Mount Sinai launched its own hospital-at-home program in 2014 as part of a three-year Centers for Medicare & Medicaid Services (CMS) Innovation Center grant. So far, the program has seen encouraging results, with participating patients seeing lower readmission rates and fewer emergency department visits.
Bruce Leff, director of the Center for Transformative Geriatric Research and a professor of medicine at Johns Hopkins University, is likewise bullish on the hospital-at-home model. There are currently hospital-at-home programs in California, New Mexico, Texas, Louisiana, Wisconsin, Ohio, Tennessee, Florida and several East Coast states.
“If this were a drug, it would be a blockbuster drug,” Leff previously told HHCN.
As an early-stage venture capital firm, FCV focuses on accelerating the growth of high-potential health care enterprises through value-added partnerships. Some of its recent investments include Monogram Health, Regroup Therapy and 180 Health Partners.
Apart from FCV, Frist also serves as a partner at private equity firm Cressey & Company, which manages more than $1 billion in health care investments. At Cressey & Company, a number of investments Frist has helped spearhead have revolved around social determinants of health, or non-medical factors such as nutrition, transportation and social isolation.
PurFoods, for example, provides meals to individuals and older adults receiving care in the home. PurFoods operates in 35 states and is one of the largest providers of meals to patients covered by Medicaid.
“One of the big trends that I see is this increased understanding of the importance and value of community-based services, which include long-term support services and all of the social determinants of health,” Frist said. “Health care is not health, and health is not health care. Health care contributes to health, but health means the well-being of the patient.”
Figuring out how to monetize social determinants of health should be a focus for health care investors moving forward, he said.
Loneliness is roughly equivalent to smoking about 15 cigarettes a day, past AARP research has found. Additionally, socially isolated older adults are more likely to be sicker, die sooner and have higher health care expenses than seniors who retain social connections.

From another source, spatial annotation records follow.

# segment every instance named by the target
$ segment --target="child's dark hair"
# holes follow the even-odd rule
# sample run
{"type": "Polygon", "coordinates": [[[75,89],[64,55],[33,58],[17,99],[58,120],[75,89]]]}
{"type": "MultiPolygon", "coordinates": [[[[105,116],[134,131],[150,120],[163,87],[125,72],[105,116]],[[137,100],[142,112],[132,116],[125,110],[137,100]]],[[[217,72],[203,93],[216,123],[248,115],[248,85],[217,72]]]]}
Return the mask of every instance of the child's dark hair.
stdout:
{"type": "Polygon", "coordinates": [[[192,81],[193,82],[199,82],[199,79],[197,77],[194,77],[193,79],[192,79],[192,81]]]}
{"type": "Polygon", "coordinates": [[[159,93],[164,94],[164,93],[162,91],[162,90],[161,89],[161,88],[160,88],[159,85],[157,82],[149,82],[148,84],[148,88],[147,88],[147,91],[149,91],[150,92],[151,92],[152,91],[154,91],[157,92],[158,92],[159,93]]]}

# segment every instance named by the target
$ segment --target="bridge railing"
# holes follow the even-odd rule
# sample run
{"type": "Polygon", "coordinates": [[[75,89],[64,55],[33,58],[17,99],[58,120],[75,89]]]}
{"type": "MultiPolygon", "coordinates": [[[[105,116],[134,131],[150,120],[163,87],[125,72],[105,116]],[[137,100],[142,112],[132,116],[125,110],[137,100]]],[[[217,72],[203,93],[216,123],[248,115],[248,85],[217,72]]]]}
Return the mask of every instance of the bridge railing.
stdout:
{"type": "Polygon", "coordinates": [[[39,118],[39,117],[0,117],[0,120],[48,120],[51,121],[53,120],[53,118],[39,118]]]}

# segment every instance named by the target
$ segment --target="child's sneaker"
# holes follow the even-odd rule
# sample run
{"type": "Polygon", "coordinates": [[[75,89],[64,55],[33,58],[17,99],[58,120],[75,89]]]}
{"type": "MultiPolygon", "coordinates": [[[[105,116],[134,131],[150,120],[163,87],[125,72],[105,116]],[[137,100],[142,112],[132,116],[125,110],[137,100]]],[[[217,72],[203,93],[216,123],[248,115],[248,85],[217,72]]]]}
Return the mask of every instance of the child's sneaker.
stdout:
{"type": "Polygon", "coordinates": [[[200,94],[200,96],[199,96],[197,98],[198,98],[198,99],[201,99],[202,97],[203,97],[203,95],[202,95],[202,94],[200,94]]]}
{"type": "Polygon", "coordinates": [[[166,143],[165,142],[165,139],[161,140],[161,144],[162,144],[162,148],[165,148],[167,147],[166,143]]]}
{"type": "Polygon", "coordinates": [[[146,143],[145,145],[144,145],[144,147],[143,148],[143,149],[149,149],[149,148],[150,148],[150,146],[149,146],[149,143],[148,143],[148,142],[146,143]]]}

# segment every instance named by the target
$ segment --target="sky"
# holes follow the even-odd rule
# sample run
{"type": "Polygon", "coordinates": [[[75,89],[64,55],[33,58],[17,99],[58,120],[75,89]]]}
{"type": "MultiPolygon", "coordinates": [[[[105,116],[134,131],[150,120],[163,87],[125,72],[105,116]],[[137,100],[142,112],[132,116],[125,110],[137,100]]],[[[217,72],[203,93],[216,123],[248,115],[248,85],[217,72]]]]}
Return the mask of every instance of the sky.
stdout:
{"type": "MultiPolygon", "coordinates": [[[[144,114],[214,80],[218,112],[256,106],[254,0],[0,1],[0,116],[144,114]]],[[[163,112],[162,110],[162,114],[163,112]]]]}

Addressing social determinants of health has grown into a pillar issue and core part of its overarching strategy for insurance giant Humana Inc. (NYSE: HUM). In fact, Humana is in the midst of a pilot using “grandkids on-demand” startup Papa to help keep its members in the Tampa, Florida, market better connected.
Policymakers catching up
In general, health care’s move into the home is nothing new, Frist said, noting that decades ago doctors regularly traveled into their patients’ dwellings under the housecall model.
Chris Booker, also a partner at FCV, along with Bryan Cressey, echoed that idea.
“Home health — doing stuff in the home — is nothing new,” Booker told HHCN. “This was happening 40 years ago, and we’re just starting to come full-circle. Jimmy Carter was actually the first president born in a hospital, which always blows my mind.”
“What we’re seeing is that if you can keep somebody in their home, the outcomes are better in a lot of scenarios than institutionalizing them,” he added.
While FCV and other investors have been quick to see the value of home-based care, federal lawmakers haven’t been quite as quick to catch on, despite bipartisan support.
That is starting to change, as demonstrated by the introduction of S. 433 and other pieces of legislation aimed at eliminating or tweaking the behavioral adjustment aspects of the Patient-Driven Groupings Model (PDGM), which the home health care industry widely opposes.
Introduced earlier in February by Senators Susan Collins (R-Maine), John Kennedy (R-La.), Bill Cassidy (R-La.), Rand Paul (R-Ky.), Debbie Stabenow (D-Mich.), Doug Jones (D-Ala.) and Jeanne Shaheen (D-N.H.) S. 433, if passed, would require CMS to base Medicare reimbursement rates on observed evidence, while capping losses or gains to 2% per year.
“At the policy level, the policymakers … have pretty much followed a straight line, a moderate slope of improvement when it comes to understanding the importance of home care in terms of safety, outcomes, quality and cost,” Frist said. “That curve is starting to increase at a much faster rate.”